Scatterplot showing the distribution of total reads per position for each hESC transcript, for N = 2 biologically independent replicates, of unmodified (left, p-value =0, using two-tailed Student T test, CI95% = [0.98,0.98], 1613 transcripts) and modified transcripts (right, 1751 transcripts, p-value =0 using two-tailed Student T test, CI95% = [0.97,0.97]). R (Pearson)=0.98 (left) and 0.97 (right). b, Barplot showing the number of transcripts left after abundance and length filter. The number of transcripts in each group is shown above the plot. c, Boxplots showing the distribution of median mapped lengths of unmodified (left) and NAI-N3 modified (middle) hESC mRNAs (1751 trancripts). Annotated refers to the distribution of expected lengths for each transcript based on ENSEMBL GRCh38 annotation (right). d, Histogram showing the distribution of transcripts having different fractions of annotated length in unmodified and modified samples. e, Distribution of Pearson correlations between full-length (>99% of known length) and partial transcripts in hESC (83 transcripts from N = 2 two biological replicates were used). The Y-axis shows the fraction of transcripts with a particular correlation. The X-axis depicts Pearson correlation coefficients. f, Boxplot showing PORE-cupine reactivity of different classes of transcripts. P-values were calculated using two-sided Wilcoxon Rank Sum test.1584 coding genes, 67 pseudogenes, 81 non-coding genes and 4 rRNAs were used. g, Top, Metagene analysis of PORE-cupine-derived mean reactivities aligned according to start (Upper) and stop (Lower) codons for all 559 transcripts. Bottom, Metagene autocorrelation function (ACF) plot for the 5’ UTR, CDS and 3’ UTR. In c and f, the middle, lower and upper boundary of the boxplot correspond to the median, first and third quartiles. The upper and lower whisker extends from the hinge to the largest and smallest value at most 1.5 × IQR of the hinge. Outliers are shown as dots.

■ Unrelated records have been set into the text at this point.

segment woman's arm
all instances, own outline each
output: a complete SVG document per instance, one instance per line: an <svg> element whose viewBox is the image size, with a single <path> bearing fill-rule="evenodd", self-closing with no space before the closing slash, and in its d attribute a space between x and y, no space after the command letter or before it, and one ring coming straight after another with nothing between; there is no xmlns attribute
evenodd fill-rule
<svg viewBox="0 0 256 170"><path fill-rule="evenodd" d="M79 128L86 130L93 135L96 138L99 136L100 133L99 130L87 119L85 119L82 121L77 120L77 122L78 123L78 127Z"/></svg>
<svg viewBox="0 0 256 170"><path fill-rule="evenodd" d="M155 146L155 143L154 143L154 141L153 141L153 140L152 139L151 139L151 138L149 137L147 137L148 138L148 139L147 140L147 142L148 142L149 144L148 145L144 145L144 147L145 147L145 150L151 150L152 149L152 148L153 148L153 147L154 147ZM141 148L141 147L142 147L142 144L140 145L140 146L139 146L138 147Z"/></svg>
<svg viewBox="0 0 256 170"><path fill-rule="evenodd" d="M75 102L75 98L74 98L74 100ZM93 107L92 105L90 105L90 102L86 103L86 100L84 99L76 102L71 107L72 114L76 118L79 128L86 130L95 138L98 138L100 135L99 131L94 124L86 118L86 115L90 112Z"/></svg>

a, Upper: Transcript organization of different RPLP0 isoforms. Alternative exons seen in our structural data are highlighted in red. Lower, normalized reactivity profiles for the different isoforms and their aggregate signal. b, Upper, Transcript organization of different RACK1 isoforms. Alternative exon is shown in red (also in inset). Lower, Line plots for the aggregate reactivity signal between the two isoforms are shown (Top). Middle, Line plots showing the expanded view of the reactivity difference between the isoforms. Bottom, Line plots showing the individual reactivity information for each isoform along its length. c, No. of transcripts with two structure changing regions that are more than 100, 200, 300, 400 or 500 bases apart. The value for each group is shown above the bar. d, Schematic of the TrIP-seq workflow. e, Line plot showing the absorbance A260 of each fraction (2-12) after polysome fractionation. f, Pair-wise correlations (Spearman correlation) of the read-counts/transcript for each fraction between two biological replicates. Fractions and batches are denoted as F2-12 and B1-2 respectively. g, Distribution of read-counts across different polysome fractions for two biological replicates of Actin B (left) and Activating transcription factor 4 (right).